In one of my favorite blog posts by Glennon, (I’ve probably mentioned it before) she talks about how at the end of each day when her husband would ask how her day was she would think
“How was my day? Today has been a lifetime. It was the best of times and the worst of times. There were moments when my heart was so full I thought I might explode, and there were other moments when my senses were under such intense assault that I was CERTAIN I’d explode. I was both lonely and absolutely desperate to be alone. Today was too much and not enough. It was loud and silent. It was brutal and beautiful. I was at my very best today and then, just a moment later, at my very worst…”
Our holiday was a lifetime.
Firstly, I thought I had done a reasonably good job of planning and organizing, but it turned out my planning and organizing were still inadequate. (Story of my life?) It felt like we wasted significant amounts of time trying to sort out parking, public transport and making decisions about what exactly we wanted to do in each city. Some things just come with experience, and can’t be helped with even the most meticulous planning, but I wish I’d created a better awareness about where our hotels/apartments were in relation to the things we wanted to see and do. Consider that a travel tip I guess.
All in all the kids were fabulous. I felt really grateful and proud of them. That’s not to say that they didn’t need to use the toilet right as we were stepping on the gondola, or have complete over-reactions to the most minor of injuries, or fret about the injustices and unfairness of who got what souvenirs. There was whining and there was bickering and there were multiple exhibits of what is best described as “hangry” children.
But they walked. Some days we walked as many as 10 miles around the cities we visited and the kids would let their imaginations take over and they would play Narnia (likely due to the audio-books we listened to while driving) and Pokemon (their current favorite cartoon) as we meandered through streets, parks and across bridges. For the first few days the heat was nearly unbearable, but a little ice cream never failed to restore their enthusiasm. They tried new foods, they asked questions, they entertained themselves and each other in the car and they slept like rocks at night.
Even in the best of circumstances it takes great self-discipline, forgiveness and effort to not get frustrated with one’s spouse, and there were plenty of stressful incidents when Richard and I were irritated or angry. I wish I could say we were always patient and kind, but we made it through intact and I don’t think there are any residual hard feelings.

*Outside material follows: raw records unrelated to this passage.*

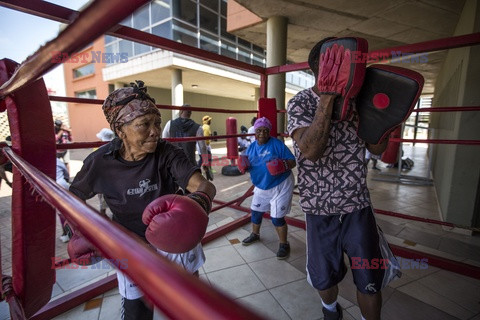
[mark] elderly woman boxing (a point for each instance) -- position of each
(140, 174)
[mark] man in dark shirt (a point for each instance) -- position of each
(134, 169)
(182, 127)
(335, 198)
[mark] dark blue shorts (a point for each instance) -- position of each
(328, 237)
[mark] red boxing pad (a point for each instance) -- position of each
(387, 98)
(277, 166)
(243, 163)
(175, 223)
(81, 251)
(351, 52)
(3, 157)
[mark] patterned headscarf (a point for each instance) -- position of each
(262, 122)
(125, 104)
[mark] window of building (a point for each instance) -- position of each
(109, 39)
(258, 60)
(185, 10)
(88, 94)
(208, 43)
(127, 21)
(229, 49)
(244, 43)
(212, 4)
(141, 17)
(243, 55)
(139, 48)
(125, 47)
(223, 7)
(224, 33)
(208, 20)
(161, 10)
(84, 71)
(163, 30)
(185, 34)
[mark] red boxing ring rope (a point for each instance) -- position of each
(69, 41)
(177, 293)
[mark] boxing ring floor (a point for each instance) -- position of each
(278, 289)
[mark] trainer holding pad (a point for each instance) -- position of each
(140, 176)
(387, 98)
(342, 71)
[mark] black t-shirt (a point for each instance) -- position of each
(129, 186)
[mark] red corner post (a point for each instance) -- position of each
(267, 107)
(33, 222)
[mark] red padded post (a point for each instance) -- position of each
(267, 107)
(390, 155)
(232, 143)
(33, 222)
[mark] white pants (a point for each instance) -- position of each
(277, 200)
(191, 261)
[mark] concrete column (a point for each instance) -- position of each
(277, 55)
(257, 96)
(177, 91)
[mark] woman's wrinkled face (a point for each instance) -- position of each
(262, 134)
(141, 135)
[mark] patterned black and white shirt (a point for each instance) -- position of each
(335, 183)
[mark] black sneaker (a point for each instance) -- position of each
(251, 239)
(283, 251)
(331, 315)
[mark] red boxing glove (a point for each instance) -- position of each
(277, 166)
(243, 164)
(334, 70)
(81, 251)
(175, 223)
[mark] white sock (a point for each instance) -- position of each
(330, 307)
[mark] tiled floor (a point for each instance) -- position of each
(278, 289)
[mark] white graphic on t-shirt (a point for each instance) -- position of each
(264, 153)
(144, 187)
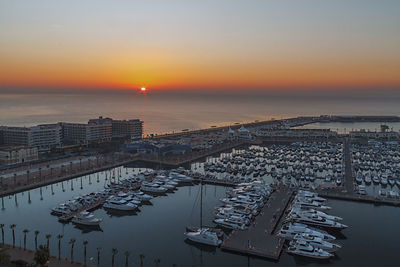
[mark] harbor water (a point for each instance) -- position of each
(157, 230)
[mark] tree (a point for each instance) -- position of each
(114, 252)
(12, 226)
(141, 259)
(25, 231)
(59, 237)
(84, 252)
(36, 235)
(72, 242)
(126, 258)
(5, 258)
(2, 232)
(48, 236)
(42, 256)
(98, 255)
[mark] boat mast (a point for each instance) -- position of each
(201, 203)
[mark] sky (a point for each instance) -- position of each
(218, 44)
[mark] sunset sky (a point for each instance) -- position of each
(186, 44)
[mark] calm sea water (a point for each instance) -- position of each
(346, 127)
(157, 230)
(166, 111)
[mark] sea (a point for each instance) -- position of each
(156, 231)
(165, 111)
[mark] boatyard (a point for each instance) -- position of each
(264, 187)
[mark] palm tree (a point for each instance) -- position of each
(114, 252)
(12, 226)
(2, 232)
(59, 237)
(84, 252)
(141, 259)
(48, 236)
(72, 242)
(25, 231)
(126, 258)
(98, 255)
(36, 234)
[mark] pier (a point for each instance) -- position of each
(259, 239)
(348, 174)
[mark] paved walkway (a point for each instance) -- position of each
(28, 255)
(348, 172)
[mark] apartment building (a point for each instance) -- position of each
(44, 137)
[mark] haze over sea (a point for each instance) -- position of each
(174, 110)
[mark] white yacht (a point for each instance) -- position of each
(311, 212)
(142, 196)
(316, 242)
(87, 219)
(308, 251)
(227, 223)
(153, 188)
(310, 204)
(291, 230)
(316, 221)
(120, 204)
(204, 236)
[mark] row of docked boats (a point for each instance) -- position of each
(306, 224)
(298, 161)
(241, 205)
(122, 195)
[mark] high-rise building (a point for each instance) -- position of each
(84, 134)
(122, 128)
(43, 137)
(17, 154)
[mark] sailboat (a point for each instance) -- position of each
(204, 235)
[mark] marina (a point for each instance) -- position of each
(259, 239)
(260, 178)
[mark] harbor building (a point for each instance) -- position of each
(44, 137)
(17, 154)
(122, 128)
(85, 134)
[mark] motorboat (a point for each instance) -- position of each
(316, 220)
(86, 218)
(204, 236)
(316, 242)
(142, 196)
(227, 223)
(308, 251)
(289, 231)
(119, 204)
(153, 188)
(309, 212)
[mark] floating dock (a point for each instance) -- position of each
(259, 239)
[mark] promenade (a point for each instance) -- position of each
(27, 255)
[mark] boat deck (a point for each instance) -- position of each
(259, 239)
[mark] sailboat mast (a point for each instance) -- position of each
(201, 203)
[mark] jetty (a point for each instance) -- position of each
(259, 239)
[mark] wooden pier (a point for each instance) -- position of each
(215, 182)
(259, 239)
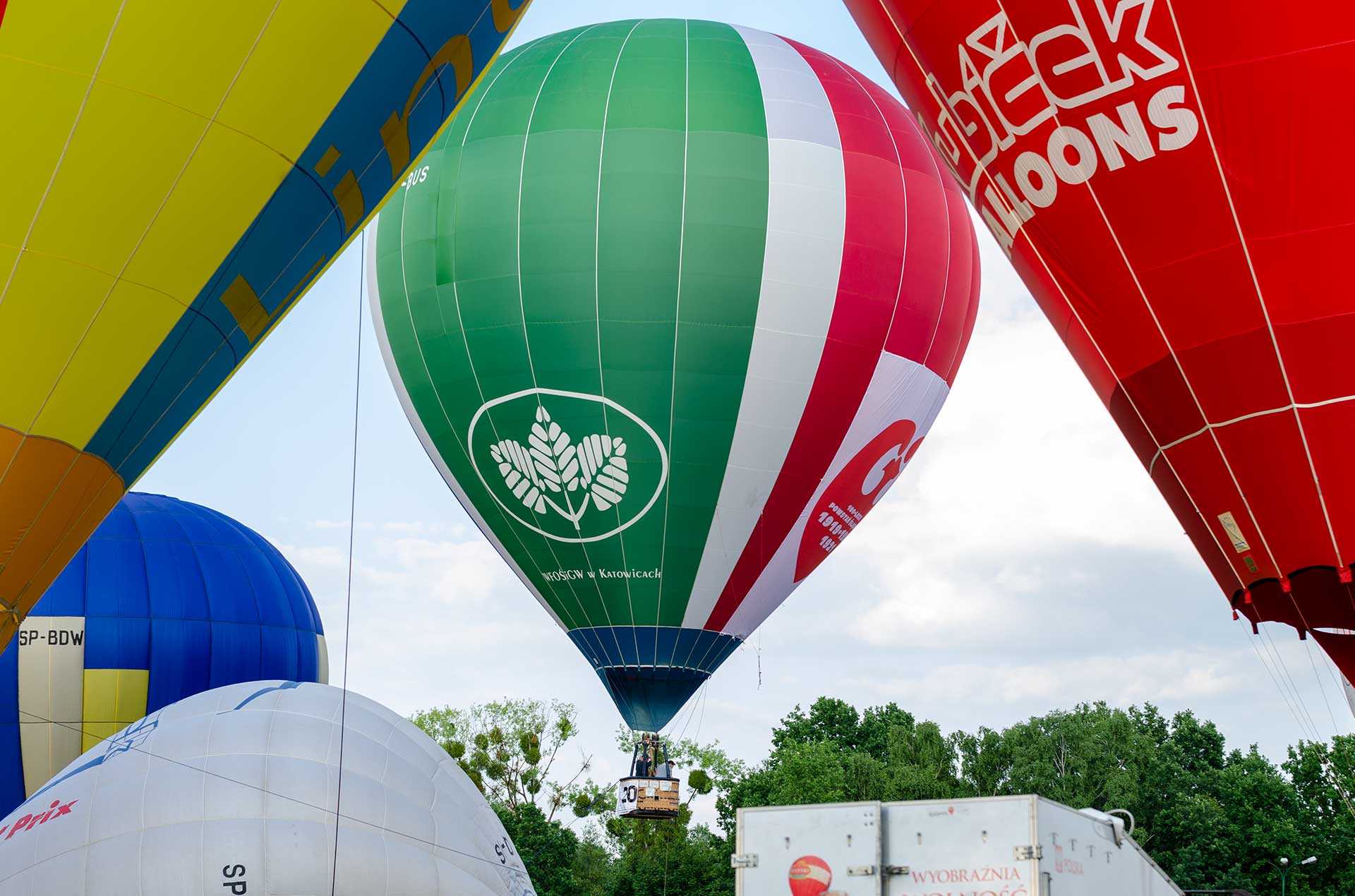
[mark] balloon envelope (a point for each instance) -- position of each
(234, 791)
(670, 305)
(164, 601)
(176, 176)
(1156, 174)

Traveling is hard. Traveling in countries where you can’t communicate in your native language is really hard. I completely underestimated the difficulty of what we undertook. It was sometimes terribly discouraging and overwhelming. I remember one morning waking up, completely disoriented and confused about what city I was in. All my life I had romanticized that idea. “How exciting to wake up and not remember what city you are in!” But when it happened to me, it felt disconcerting and exhausting. I’ll never forget when we were in Venice, VENICE!, and as we walked out the door in the morning I thought to myself “I really don’t feel like doing this today.” I’ve wanted to go to Italy since I was a teenager and there I was, feeling nearly incapable of enjoying it.
But the thing that makes all those difficult things worth it, is that traveling is remarkable. Watching and meeting people, tasting cuisine, experiencing cultures, exploring new ideas, seeing something like the Jungfrau in the Swiss Alps, or the Duomo Cathedral in Milan is just something that affects me in a way I can’t give words to. But I love it. I really, really love it. So all the meltdowns, (mine and the kids’) all the over-priced water bottles, all the buses, trams, airports, tolls and humidity was worth it.
“Travel is fatal to prejudice, bigotry, and narrow-mindedness, and…people need it sorely on these accounts. Broad, wholesome, charitable views of men and things cannot be acquired by vegetating in one little corner of the earth all one’s lifetime.”